McCarthy discusses the idea that the unconscious “thinks” or narrates in pictures. Pictures have the advantage of simplicity-in-complexity. A picture is rich in structure and content, and can potentially be recalled in their entirety much more easily than an essay of a thousand words. “The log of knowledge or information contained in the brain of the average citizen is enormous. But the form in which it resides is largely unknown. You may have read a thousand books and be able to discuss any one of them without remembering a word of the text.” The unconscious also resembles a parable, a tool for teaching and learning; it requires the conscious to chew and churn over to learn its secrets. Is this why oracles and prophets receive their knowledge in dreams?

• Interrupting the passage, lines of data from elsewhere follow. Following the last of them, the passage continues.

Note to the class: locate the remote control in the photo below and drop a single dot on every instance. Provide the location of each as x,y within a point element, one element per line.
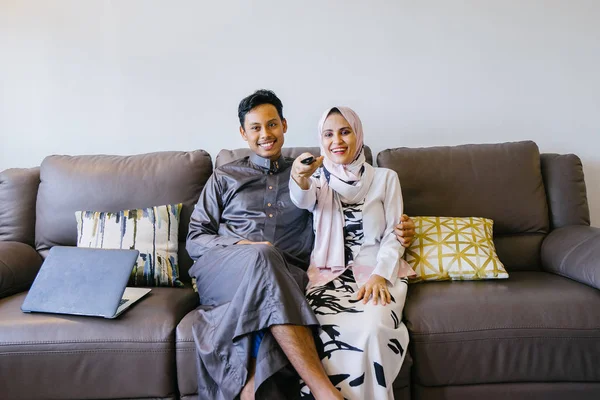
<point>308,160</point>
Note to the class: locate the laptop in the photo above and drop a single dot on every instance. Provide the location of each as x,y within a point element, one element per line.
<point>84,281</point>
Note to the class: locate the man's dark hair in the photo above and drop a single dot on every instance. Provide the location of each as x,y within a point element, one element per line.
<point>256,99</point>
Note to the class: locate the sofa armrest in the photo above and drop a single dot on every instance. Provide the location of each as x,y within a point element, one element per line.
<point>19,264</point>
<point>573,252</point>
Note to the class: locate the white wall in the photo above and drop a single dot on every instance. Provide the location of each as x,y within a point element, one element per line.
<point>135,76</point>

I’ve been thinking a lot about pictures lately. They are indispensable, in my opinion to grasping the unseen world of chemistry at the molecular level. The representations are artificial in the sense that they represent models we can see and touch to get a “feel” for how chemistry works. Videos add a dynamic layer of representation – crucial for chemistry unless you’re at zero kelvin. Even then, the atoms still “move”. It seems fitting that pictures and representations help us handle the cognitive load as we learn the “language” of chemistry. Imagine trying to learn chemistry in a purely narrative text. I’m not sure I could.

But the image of the molecule is not the thing-in-itself. It simply provides a facet, a signpost, a breadcrumb on the trail. Kekule’s idea of the ring isn’t exactly what the pi-electrons are doing in benzene. We don’t really no what the electrons are doing, but we no they are delocalized, and we can measure a ring current. In General Chemistry, we teach students how to draw Lewis structures of molecules including their resonance structures. It is difficult to describe exactly what a set of “good” resonance structures represents – the true structure is not exactly the average of the set, even though I tell the students to sort-of-think in this way, at least when we discuss properties such as bond lengths, formal charges, and dipoles.

Perhaps magical spell-casting power is mediated through pictures. I’ve speculated about this, at least in terms of chemistry. The words themselves are perhaps simply an anchoring channel. They do not need to be verbalized, but maybe a word acts as a signpost in the organization of mental-thought power. Maybe thinking in pictures should be a key curricular piece in a Hogwarts education. I recommend “Arts for the Magical Arts”! My personal challenge (likely to remain unfulfilled): Can I draw a picture to represent the thousand words in this essay?